The increase rounds off a highly successful year for Zoom. This time last year it was a relatively obscure company, hardly known outside of the US, but by March the video conferencing service had become a household name.
The need for collaboration software, tied to the fact it offered a free service alongside a paid business tier, helped put the company in startups, schools and homes around the world.
«Strong demand and execution led to revenue growth of 367% year-over-year with solid growth in non-GAAP operating income and cash flow in our third fiscal quarter,» said Zoom CEO Eric Yuan.
«We expect to strengthen our market position as we finish the fiscal year with an increased total revenue outlook of approximately $2.575 billion to $2.580 billion for the fiscal year 2021, or approximately 314% increase year-over-year.»
Zoom is expecting its growth to continue into 2021 with total revenue estimated to be between $806 million and $811 million for Q4. However, its revenue will be offset by higher cloud costs due to the sheer amount of free users.
The company said it had 433,700 customers with more than 10 employees in Q3, which is a 485% increase from 2019 but only a 17% increase from the second quarter.

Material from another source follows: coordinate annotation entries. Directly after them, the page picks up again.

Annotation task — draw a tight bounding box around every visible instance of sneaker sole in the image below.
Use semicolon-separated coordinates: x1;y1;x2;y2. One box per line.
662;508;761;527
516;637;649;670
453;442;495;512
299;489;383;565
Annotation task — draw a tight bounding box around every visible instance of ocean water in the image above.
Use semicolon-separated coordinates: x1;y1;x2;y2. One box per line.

The video conferencing service does use its own data centres, but it also heavily relies on vendors like AWS and Oracle, which means it will bear some the cost for its free tier users. This pushed its gross profit margins down to 66.7%, below analyst estimates of 72.1%.
While the firm has its own high expectations for Q4, its gross margins are likely to remain lower than expected as the spike in free users continues to offset its overall business revenues.
Zoom also announced this that it has selected AWS as its preferred cloud provider. This comes just months after the company shifted a portion of its cloud infrastructure to Oracle Cloud due to an unprecedented surge in new users following the announcement of lockdown restrictions.